Vellum works and has been proven to work for hundreds of years. Archival paper is interesting but largely unproven tech. On paper it works (no pun intended) but we really haven't seen if it will last even 200 years, and we should before we start printing our most treasured documents on it.
Digital long term storage is just, no. Look, all key UK documents are ALREADY digital they're available to download right now. However we aren't talking about digital Vs. non-digital, we're talking about what to store BACKUPS on.
Digital long term storage is something people who frankly know little about technology point to. It is up to IT-types to figure out the costs and the "how?" from then on out. There is no digital storage media which will still exist reliably in 200-400 years, not CDs, not HDDs, and not SSDs. Tapes are the closest and they won't last that long.
So we aren't talking about slapping it on a CD and storing it in some archive, we're talking about slapping it on a piece of digital media today and then moving it every one hundred years without fail, or we lose it forever... If one government or generation loses interest then future generations suffer (see the current government as an example: moving away from reliable Vellum to unproven papers).

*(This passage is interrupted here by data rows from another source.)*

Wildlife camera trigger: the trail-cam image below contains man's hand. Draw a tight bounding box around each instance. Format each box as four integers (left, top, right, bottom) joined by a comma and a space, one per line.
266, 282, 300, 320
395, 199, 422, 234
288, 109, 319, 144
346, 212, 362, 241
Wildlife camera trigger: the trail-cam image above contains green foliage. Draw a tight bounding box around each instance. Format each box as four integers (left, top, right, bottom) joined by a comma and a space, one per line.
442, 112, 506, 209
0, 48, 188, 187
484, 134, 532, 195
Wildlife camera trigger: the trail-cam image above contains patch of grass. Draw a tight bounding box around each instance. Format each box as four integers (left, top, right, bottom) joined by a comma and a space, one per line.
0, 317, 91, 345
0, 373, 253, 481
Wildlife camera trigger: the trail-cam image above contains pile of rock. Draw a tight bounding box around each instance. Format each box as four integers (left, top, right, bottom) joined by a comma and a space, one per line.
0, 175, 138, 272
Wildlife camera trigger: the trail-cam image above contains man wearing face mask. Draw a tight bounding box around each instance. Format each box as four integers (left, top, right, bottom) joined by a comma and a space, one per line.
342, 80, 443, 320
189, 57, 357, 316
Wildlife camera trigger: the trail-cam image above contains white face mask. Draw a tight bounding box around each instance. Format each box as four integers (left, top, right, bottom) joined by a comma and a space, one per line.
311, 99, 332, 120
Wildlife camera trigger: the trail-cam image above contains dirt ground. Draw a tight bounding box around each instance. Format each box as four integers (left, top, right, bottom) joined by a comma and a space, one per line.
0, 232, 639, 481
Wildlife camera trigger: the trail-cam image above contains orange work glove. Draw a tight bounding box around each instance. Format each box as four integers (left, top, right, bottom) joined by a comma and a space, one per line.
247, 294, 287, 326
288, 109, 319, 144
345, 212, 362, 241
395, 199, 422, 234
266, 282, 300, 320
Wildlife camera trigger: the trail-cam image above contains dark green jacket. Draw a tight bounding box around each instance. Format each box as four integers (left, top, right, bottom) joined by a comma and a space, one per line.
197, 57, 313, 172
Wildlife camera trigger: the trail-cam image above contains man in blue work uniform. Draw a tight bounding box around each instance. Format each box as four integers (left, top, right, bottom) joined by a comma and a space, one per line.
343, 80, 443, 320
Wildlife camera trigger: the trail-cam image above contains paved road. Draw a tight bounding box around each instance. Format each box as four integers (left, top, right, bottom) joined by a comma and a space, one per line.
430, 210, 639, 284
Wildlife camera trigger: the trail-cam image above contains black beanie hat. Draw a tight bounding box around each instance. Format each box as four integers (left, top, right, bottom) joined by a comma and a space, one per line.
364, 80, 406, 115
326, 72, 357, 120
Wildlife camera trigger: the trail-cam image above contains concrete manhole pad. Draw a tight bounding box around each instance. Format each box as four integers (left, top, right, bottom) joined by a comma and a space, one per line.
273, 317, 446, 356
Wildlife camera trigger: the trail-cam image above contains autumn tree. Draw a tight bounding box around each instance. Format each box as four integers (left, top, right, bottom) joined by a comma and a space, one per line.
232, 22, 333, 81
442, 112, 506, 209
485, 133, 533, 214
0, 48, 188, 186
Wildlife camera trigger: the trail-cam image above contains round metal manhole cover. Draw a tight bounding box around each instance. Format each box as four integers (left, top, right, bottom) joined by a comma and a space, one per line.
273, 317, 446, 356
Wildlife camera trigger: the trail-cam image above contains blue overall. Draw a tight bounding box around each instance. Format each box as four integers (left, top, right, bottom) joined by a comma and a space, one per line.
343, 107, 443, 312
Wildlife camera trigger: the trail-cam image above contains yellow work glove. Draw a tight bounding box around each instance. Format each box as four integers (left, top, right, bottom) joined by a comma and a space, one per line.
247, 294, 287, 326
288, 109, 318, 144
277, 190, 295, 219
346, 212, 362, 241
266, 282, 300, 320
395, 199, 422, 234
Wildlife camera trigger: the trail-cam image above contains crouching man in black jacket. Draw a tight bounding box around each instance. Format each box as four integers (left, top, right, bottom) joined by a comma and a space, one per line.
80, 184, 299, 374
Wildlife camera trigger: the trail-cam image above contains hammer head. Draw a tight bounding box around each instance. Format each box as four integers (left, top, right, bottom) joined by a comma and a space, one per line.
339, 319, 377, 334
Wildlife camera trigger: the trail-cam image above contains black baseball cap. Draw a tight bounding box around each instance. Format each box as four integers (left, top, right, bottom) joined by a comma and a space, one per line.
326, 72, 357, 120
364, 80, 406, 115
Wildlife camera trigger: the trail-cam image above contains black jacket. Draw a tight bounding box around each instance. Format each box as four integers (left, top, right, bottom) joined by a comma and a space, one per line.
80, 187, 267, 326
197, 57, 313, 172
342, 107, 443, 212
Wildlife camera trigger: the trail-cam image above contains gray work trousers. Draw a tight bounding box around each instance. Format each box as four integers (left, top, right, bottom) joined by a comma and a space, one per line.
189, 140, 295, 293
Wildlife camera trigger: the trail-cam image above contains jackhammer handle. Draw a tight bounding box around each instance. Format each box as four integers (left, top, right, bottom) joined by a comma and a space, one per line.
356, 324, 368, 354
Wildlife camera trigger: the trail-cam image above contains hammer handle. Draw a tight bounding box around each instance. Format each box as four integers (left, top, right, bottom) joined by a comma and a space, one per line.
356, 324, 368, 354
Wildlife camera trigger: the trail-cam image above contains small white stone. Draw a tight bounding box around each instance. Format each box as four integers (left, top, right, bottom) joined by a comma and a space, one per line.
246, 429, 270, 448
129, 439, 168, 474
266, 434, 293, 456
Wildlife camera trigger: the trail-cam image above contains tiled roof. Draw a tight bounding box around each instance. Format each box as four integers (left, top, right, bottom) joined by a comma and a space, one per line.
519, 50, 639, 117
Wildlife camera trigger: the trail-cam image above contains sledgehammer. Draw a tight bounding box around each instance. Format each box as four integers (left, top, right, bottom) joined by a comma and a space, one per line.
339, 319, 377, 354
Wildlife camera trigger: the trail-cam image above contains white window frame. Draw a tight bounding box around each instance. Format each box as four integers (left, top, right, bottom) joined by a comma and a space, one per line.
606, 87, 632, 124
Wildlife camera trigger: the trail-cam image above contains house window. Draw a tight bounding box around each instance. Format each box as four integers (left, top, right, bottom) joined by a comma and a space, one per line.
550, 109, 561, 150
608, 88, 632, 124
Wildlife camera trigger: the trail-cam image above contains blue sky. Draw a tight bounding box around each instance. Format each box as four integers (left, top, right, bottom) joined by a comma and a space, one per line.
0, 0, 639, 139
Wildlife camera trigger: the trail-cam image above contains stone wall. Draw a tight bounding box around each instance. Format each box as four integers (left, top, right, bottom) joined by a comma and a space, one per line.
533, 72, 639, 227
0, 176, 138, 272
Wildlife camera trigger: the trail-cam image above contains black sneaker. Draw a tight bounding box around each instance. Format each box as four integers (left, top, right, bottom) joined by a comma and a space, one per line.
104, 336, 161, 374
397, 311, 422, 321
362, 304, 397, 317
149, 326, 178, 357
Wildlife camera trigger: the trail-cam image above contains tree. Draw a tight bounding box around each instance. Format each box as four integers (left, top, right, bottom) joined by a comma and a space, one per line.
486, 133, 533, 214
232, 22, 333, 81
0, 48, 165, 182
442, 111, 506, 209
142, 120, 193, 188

Plus with digital you also have to worry about: solar flares/EMP, format knowledge (both of the file system & file format), media protocol knowledge (SATA or CDs might be forgotten technology), and the ability to alter historical documents without detection (not that vallum is immune, but it requires more skill/time).
PS - The "Digital Preservation Coalition" are a group of historians and archivists. They aren't technologists, they just point blindly at digital without explaining the nitty gritty of HOW.
Archiving things for future civilizations to dig up is one thing. Then you may be talking about hundreds or thousands of years that the data just sits there. Then you have to worry about the longevity of bits, and whether the technology and knowledge to read the data will exist in the future. Digital is very hard for that use case.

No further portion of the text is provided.